Namfrel says anti-dynasty bill falls short

Politics
10 Jun 2026 • 9:42 PM MYT
The Manila Times
The Manila Times

One of the longest-running English broadsheets in the Philippines

Namfrel says anti-dynasty bill falls short

The National Citizens’ Movement for Free Elections on Tuesday said they acknowledged the recent passing of House Bill No. 8389, or the Anti-Political Dynasty Act, by the House of Representatives.

Initially, the group said it was a long overdue passage. However, the group said it was a watered-down measure.

“Yet Namfrel cannot in good conscience celebrate this bill as a genuine victory for democratic reform. After careful review, we are compelled to declare: HB 8389 is a watered-down measure that institutionalizes loopholes, offers political dynasties a legal roadmap for survival, and risks permanently closing the door on truly meaningful reform,” the poll body said.

“HB 8389 prohibits spouses and relatives within the second degree of consanguinity or affinity from simultaneously running for or holding elective office within the same jurisdiction. On its face, this sounds meaningful. Proponents cite projections that the bill could affect over 5,000 elective seats and displace up to 61% of municipal mayors with dynastic ties… But scrutiny of the bill’s mechanics exposes a far more troubling reality. The bill does not ban dynasties - it merely regulates which family members may sit together in the same room. Everything else remains on the table,” they added.

According to Namfrel, the following issues were not addressed, that the second-degree ceiling is too low, a jurisidictional loophole, and that the party-list system is unanswered.

“The bill only restricts relatives from simultaneously holding office within the same jurisdiction or tier. This single design flaw is a fatal concession. A spouse may hold a Senate seat while a sibling runs an entire congressional district. A parent may occupy a governorship while a child holds a separate congressional seat. Cousins, uncles, and nephews may blanket an entire province’s municipal governments - all perfectly legal,” they pointed out.

Namfrel also expressed concern about the “long-term political consequences of allowing a structurally deficient law to stand as the definitive legislative response to the dynasty problem.”

“History teaches us that a weak law passed in lieu of a strong one does not invite improvement - it suppresses it. Once Congress declares that it has “addressed” political dynasties through HB 8389, advocates for genuine reform will face the far steeper challenge of arguing that an existing law is insufficient. Entrenched political clans and their allies will have every incentive to resist reopening the question. The passage of a flawed law, in this respect, may do more lasting damage to democratic reform in the Philippines than decades of legislative inaction,” they said.
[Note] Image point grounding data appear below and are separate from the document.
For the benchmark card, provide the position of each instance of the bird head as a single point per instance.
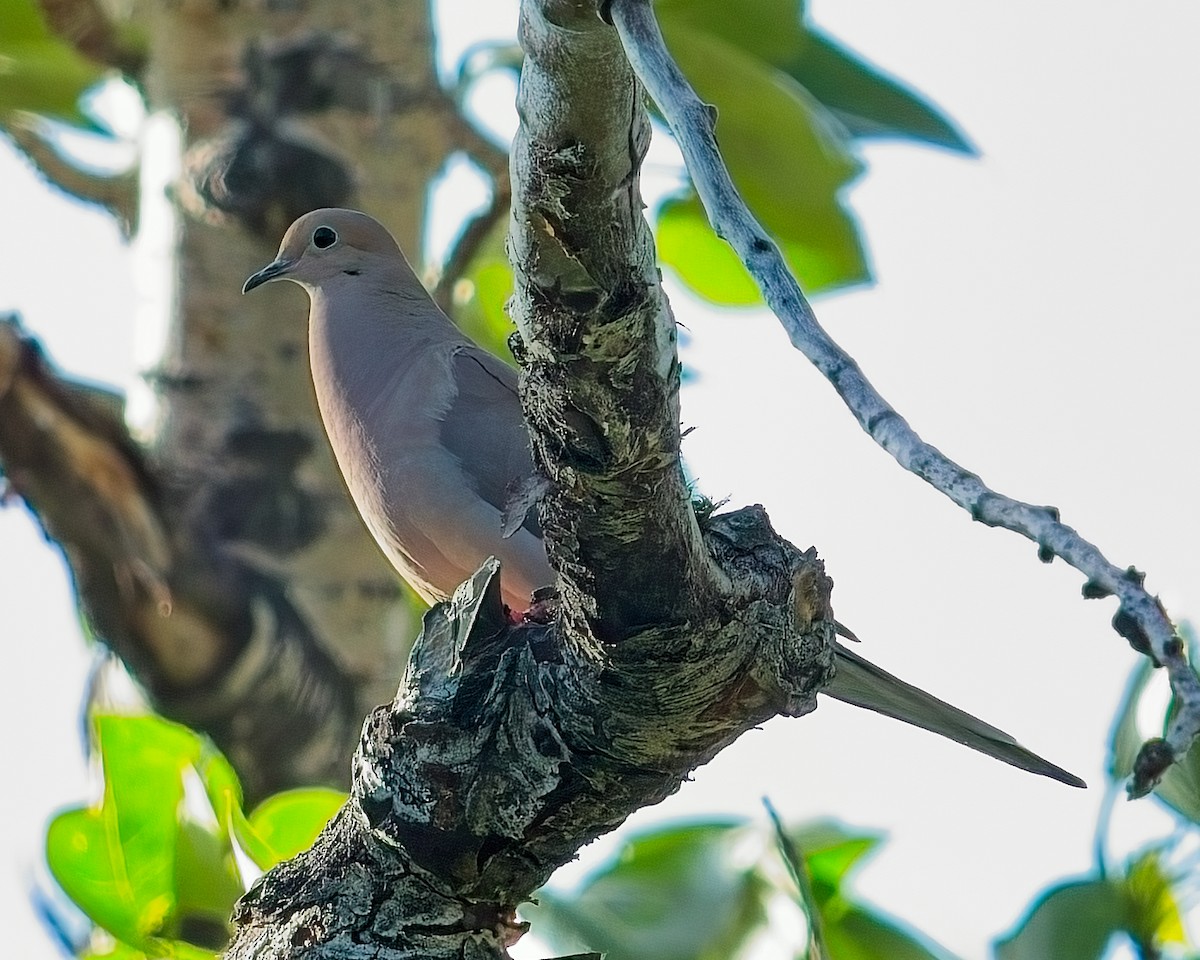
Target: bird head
(327, 244)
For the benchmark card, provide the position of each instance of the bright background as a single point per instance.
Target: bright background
(1035, 317)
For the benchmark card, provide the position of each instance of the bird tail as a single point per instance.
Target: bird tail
(862, 683)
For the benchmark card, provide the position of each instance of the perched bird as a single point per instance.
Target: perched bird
(430, 437)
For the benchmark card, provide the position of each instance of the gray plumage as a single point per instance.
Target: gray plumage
(429, 435)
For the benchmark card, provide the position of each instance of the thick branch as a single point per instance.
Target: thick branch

They called on Congress to commit to nothing less than a “genuine, comprehensive” anti-dynasty law, that calls on the following: Fourth-degree coverage, vertical bans across government tiers, families not being allowed to use the party-list system, strict succession and cooling-off rules, and only one seat per family.

“The bill now proceeds to the Senate, where counterpart measures with significantly stronger provisions have been filed and deliberated. Namfrel calls on both chambers of Congress to approach the bicameral conference process not as a negotiation to water down the stronger Senate version, but as an opportunity to forge a law worthy of the Constitution’s vision,” the poll watchdog said.

“We urge the Bicameral Conference Committee to reconcile the House and Senate versions in favor of the strongest, most comprehensive standards: fourth-degree coverage, vertical bans, party-list inclusion, and strict anti-succession provisions. The Filipino people have waited 39 years for this law. They deserve the real thing — not a legislative shortcut that protects the dynasties it purports to dismantle,” they concluded.